Updated On: 07 April, 2024 06:39 AM IST | Mumbai | Arpika Bhosale
The best gift you will give someone costs just hundred bucks and holds the promise to save a threatened primate from extinction

A 2011 photo of a three-week old Colobus monkey at Melbourne Zoo with its mother. Black and White Colobus monkeys are native to Tanzania, Kenya, Angola, Democratic Republic of Congo, Uganda, Rwanda and Burundi, and have seen their numbers drop historically, first for fur trade during colonial times, and now due to loss of habitat and the bushmeat trade. Pic/Getty Images
A glimpse of a bushy white tail and the loud but lyrical rattle echoing through the night forest of Usambara usually meant that the Colubus monkey was nearby. Usambara is home to hills on the 100 km majestic Eastern Arc Mountains that run from eastern Tanzania to Kenya and are the natural habitat of the black and white primate species.

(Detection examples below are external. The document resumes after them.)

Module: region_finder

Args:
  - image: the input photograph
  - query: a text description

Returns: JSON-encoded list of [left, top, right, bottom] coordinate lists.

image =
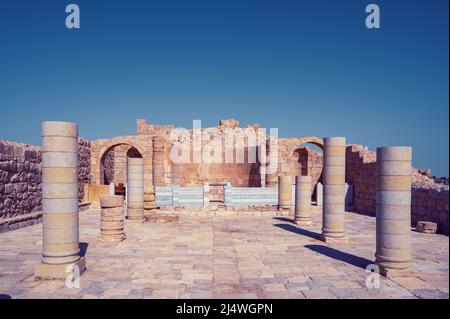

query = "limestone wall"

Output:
[[0, 140, 42, 232], [0, 138, 91, 232], [346, 145, 449, 235]]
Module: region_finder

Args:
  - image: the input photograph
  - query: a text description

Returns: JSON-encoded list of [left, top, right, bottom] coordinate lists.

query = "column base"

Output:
[[320, 235, 350, 244], [34, 257, 86, 280]]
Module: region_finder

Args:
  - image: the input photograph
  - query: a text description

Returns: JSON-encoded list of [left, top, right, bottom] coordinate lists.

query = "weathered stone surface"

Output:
[[0, 206, 449, 299], [416, 221, 437, 234]]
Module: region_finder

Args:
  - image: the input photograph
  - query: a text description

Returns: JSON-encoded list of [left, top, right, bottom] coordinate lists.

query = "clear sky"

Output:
[[0, 0, 449, 175]]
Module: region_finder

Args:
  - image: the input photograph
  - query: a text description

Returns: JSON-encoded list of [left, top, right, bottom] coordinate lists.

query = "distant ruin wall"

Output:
[[0, 138, 91, 232], [346, 145, 449, 235]]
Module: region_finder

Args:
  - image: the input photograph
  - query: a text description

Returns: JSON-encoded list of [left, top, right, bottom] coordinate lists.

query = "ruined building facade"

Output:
[[0, 120, 448, 234]]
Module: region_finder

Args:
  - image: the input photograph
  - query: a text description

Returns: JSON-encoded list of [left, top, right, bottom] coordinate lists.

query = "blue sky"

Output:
[[0, 0, 449, 175]]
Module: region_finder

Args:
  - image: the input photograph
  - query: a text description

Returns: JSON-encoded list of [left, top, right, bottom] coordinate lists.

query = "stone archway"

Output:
[[91, 136, 153, 188]]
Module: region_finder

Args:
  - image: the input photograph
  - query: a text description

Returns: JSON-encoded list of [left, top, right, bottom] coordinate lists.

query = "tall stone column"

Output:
[[278, 176, 292, 210], [375, 146, 412, 277], [35, 122, 85, 279], [294, 176, 312, 225], [99, 195, 126, 241], [321, 137, 348, 241], [127, 157, 144, 222]]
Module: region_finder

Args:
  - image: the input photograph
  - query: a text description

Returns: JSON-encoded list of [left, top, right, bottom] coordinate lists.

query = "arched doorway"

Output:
[[91, 136, 152, 185]]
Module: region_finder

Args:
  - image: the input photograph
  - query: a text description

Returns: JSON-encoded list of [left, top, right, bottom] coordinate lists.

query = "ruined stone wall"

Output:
[[0, 140, 42, 231], [346, 145, 449, 235], [411, 171, 449, 235], [345, 145, 376, 216]]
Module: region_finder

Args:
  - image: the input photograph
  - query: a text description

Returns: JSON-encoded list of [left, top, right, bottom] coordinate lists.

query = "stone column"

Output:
[[203, 183, 209, 207], [99, 195, 125, 241], [265, 137, 278, 187], [294, 176, 312, 225], [127, 157, 144, 222], [153, 136, 166, 186], [375, 146, 412, 277], [321, 137, 348, 241], [278, 176, 292, 210], [35, 122, 85, 279], [316, 182, 323, 207]]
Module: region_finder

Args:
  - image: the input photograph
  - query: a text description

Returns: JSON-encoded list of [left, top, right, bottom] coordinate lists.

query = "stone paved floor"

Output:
[[0, 211, 449, 298]]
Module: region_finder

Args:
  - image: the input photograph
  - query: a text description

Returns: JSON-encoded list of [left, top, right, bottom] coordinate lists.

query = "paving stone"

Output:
[[0, 210, 449, 299]]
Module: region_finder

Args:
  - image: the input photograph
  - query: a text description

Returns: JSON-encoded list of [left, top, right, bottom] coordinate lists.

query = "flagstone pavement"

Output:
[[0, 208, 449, 299]]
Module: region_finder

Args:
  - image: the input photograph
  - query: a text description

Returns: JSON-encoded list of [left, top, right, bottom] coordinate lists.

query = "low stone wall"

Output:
[[0, 138, 91, 232], [346, 145, 449, 235]]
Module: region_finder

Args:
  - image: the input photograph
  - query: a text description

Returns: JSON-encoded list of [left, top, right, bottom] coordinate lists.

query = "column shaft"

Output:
[[42, 122, 80, 265], [375, 147, 412, 274], [278, 176, 292, 210], [127, 157, 144, 221], [322, 137, 346, 239]]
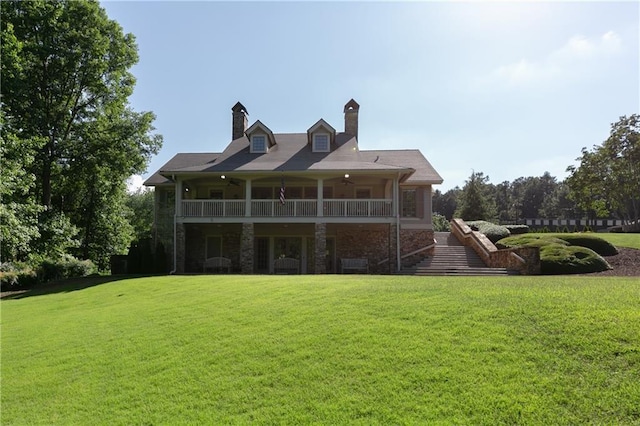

Dating back to a hundred million years, the Eastern Arc Mountains support a habitat that’s fast vanishing, making the International Union for Conservation of Nature (IUCN), considered a global authority on the status of the natural world, classify the species as vulnerable. Living in groups of eight to 12 across east and central Africa, their exact numbers are currently not known although environmentalists are keenly aware of the crisis they have faced for 30 years.